In this study, the cost of ddPCR ($203.19) is 5.5 times that of traditional BC ($36.81). Furthermore, as ddPCR remains a self-funded item in China at present, patient acceptance is relatively low, which hinders its application in patients with mild infections to a certain extent. Meanwhile, despite its advantages of high sensitivity and absolute quantification in pathogen detection, ddPCR has inherent limitations: it may produce false positives or false negatives due to factors such as pre-set targets, nucleic acid extraction efficiency, contamination risks, target gene mutations, and matrix interference. In addition, ddPCR still cannot distinguish between viable and non-viable bacteria. When multiple pathogens are detected or the quantified copy number is low, result interpretation remains highly dependent on the clinical experience of physicians.

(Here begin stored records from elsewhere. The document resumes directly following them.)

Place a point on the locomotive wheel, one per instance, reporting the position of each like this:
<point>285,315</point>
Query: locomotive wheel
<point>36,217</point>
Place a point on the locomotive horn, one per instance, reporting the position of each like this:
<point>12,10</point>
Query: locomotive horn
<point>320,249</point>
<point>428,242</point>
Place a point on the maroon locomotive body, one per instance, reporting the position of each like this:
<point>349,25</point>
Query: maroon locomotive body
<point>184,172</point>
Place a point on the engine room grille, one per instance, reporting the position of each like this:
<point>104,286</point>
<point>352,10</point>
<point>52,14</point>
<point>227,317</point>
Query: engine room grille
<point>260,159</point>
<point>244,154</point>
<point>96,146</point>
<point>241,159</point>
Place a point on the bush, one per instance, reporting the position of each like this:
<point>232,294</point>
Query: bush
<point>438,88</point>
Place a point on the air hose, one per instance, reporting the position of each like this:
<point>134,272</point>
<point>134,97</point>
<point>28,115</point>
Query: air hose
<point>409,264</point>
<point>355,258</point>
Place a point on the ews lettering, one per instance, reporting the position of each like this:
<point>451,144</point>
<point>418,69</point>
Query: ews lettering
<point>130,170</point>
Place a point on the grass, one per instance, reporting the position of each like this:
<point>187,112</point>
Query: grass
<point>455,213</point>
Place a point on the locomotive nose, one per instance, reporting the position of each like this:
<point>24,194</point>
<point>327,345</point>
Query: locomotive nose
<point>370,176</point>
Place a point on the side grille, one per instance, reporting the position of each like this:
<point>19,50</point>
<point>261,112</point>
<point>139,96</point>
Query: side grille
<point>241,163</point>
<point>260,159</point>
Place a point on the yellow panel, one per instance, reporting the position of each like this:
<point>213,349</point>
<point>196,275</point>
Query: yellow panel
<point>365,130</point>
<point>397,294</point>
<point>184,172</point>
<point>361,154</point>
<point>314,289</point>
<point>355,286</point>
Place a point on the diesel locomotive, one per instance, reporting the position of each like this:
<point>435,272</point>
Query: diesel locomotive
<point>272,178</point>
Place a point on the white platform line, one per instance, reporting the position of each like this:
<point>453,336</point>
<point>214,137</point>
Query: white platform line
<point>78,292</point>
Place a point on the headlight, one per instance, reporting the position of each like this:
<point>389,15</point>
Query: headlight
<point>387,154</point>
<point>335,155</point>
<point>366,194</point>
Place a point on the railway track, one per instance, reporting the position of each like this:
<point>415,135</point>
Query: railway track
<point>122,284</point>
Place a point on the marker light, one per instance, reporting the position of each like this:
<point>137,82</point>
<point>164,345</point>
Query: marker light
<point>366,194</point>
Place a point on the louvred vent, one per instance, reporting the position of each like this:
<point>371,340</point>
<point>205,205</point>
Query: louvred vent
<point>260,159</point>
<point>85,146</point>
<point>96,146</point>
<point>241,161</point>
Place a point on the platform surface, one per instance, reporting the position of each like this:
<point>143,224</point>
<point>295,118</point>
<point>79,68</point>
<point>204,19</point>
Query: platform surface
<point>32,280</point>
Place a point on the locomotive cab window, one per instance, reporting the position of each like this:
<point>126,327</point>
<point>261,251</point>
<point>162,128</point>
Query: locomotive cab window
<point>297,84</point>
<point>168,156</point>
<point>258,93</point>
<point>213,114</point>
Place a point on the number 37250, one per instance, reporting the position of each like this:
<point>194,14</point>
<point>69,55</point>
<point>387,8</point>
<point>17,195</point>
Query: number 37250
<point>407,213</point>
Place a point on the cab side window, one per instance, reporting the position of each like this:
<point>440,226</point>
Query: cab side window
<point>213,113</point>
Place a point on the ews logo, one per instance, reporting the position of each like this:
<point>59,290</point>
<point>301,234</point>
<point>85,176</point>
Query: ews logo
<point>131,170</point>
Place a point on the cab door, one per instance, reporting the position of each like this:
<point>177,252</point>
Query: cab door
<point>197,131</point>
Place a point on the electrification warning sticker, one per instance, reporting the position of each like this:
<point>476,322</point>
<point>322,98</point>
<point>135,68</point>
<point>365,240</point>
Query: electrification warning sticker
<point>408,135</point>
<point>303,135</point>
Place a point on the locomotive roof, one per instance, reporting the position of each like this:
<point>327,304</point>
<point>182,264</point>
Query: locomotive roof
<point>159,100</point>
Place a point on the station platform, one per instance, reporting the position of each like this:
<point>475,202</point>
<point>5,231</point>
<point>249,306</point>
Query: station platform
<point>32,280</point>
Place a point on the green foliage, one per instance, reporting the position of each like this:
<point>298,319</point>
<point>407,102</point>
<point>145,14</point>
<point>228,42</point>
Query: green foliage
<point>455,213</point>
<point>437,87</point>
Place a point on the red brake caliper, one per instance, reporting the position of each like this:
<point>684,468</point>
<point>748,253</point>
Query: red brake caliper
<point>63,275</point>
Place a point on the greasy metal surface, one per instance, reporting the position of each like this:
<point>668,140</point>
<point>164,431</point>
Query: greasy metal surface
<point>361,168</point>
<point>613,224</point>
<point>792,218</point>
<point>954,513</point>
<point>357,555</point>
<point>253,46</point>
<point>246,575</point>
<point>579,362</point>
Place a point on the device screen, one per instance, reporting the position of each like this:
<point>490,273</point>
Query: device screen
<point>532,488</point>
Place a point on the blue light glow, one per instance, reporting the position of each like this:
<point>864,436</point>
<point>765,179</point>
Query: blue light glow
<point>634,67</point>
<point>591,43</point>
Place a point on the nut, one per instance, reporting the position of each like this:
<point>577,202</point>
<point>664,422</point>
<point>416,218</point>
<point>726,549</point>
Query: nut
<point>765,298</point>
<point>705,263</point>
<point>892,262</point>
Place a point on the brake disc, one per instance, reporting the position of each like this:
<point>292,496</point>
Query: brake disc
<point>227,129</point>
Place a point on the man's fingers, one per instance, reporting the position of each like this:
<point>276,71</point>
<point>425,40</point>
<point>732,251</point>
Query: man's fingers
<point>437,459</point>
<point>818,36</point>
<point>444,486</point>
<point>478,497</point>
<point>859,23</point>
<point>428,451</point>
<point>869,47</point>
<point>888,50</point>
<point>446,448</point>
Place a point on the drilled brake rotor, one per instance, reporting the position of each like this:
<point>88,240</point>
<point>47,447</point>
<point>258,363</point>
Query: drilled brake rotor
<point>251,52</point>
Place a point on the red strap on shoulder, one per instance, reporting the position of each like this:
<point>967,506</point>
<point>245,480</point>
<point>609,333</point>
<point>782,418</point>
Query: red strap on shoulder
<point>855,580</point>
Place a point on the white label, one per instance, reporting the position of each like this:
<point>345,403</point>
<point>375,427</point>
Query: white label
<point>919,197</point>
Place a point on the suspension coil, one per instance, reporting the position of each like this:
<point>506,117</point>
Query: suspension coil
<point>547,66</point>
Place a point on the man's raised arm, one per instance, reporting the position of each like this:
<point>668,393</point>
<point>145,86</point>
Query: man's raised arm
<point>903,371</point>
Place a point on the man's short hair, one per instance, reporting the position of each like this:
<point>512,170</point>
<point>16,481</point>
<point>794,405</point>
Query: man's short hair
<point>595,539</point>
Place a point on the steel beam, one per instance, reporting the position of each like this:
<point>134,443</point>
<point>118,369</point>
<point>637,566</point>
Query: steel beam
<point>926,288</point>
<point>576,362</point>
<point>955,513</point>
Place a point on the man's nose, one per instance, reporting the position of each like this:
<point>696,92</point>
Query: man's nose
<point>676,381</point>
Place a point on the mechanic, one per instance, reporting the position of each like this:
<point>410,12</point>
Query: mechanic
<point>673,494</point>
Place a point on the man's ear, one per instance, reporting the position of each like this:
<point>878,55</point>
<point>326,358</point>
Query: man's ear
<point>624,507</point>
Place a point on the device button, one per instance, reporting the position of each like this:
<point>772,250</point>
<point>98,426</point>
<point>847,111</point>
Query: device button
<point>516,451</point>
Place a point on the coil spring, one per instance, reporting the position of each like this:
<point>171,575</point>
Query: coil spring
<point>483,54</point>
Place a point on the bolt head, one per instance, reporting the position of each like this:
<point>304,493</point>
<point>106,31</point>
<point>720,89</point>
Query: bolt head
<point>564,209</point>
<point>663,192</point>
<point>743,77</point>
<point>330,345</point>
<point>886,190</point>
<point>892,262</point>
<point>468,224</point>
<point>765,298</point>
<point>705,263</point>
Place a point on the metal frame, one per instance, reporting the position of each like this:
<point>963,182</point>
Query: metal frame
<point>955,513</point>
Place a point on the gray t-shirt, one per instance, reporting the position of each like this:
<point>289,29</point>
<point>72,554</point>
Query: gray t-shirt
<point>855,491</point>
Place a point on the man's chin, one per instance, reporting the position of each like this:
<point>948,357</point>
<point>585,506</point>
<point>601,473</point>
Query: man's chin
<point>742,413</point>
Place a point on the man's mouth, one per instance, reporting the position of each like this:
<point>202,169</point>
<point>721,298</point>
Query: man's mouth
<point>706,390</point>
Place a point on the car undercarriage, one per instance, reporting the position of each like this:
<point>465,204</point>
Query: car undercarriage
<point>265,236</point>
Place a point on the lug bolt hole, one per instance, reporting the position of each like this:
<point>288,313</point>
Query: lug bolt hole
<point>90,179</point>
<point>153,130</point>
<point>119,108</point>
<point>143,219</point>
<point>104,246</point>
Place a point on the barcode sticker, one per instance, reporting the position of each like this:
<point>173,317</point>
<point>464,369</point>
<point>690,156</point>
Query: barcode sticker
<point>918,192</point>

mNGS exhibits potential in pathogen detection for patients with suspected BSIs due to its advantage of unbiased broad coverage, enabling simultaneous detection of multiple pathogens, including bacteria, fungi, and viruses. ddPCR, characterized by high sensitivity and rapid absolute quantification, also performs prominently. Both methods show promise in pathogen detection for suspected BSIs; however, no studies have clarified differences in their diagnostic performance among sepsis patients with HMs. A study involving 60 ICU critically ill patients with suspected BSIs [24] demonstrated that ddPCR had a higher positive rate (83.30%) than mNGS (68.30%, excluding viruses) and blood culture (16.70%). ddPCR featured faster detection speed and higher detection rate of AMR genes, albeit with a narrower detection range. Consistent with our findings, this study confirms the advantages of ddPCR in terms of high positive rate, high AMR gene detection rate, and rapid detection.

Our study did not compare these two methods, primarily considering factors such as the clinical accessibility of ddPCR, the unique features of infections in patients with HMs, patients’ economic affordability, and the limited sample size of mNGS-tested cases in our institution. As mNGS is increasingly applied in clinical practice, our team will further investigate the diagnostic differences between the two methods in patients with HMs to more accurately define their clinical application value.

This study offers key strengths: (1) It was the first study to systematically evaluate ddPCR in patients with HMs and sepsis. (2) This is the first time that ddPCR has been linked to mortality, the decline rate of inflammatory indicators, and antimicrobial stewardship (e.g., AUD and combined antimicrobial usage). By integrating 10 comprehensive indicators spanning mortality, clinical outcomes, and antimicrobial stewardship, this study represents the most comprehensive exploratory research in this field to date. (3) Multiple analytical approaches were employed to mitigate confounding and strengthen the robustness and reliability of findings, including propensity score matching (PSM), regression analyses, stabilized inverse probability of treatment weighting (sIPTW), and propensity score adjustment.

This study has several limitations: (1) Single-center retrospective design may cause selection bias, needing multicenter prospective validation despite PSM and sensitivity analyses. (2) The detection panel has limited pathogens, missing rare ones (e.g., Cryptococcus), requiring cautious interpretation. (3) We did not compare ddPCR with emerging technologies (e.g., mNGS). This aspect needs to be addressed in future research. (4) The sample sizes of some subgroups were relatively small, limiting the statistical power of the study.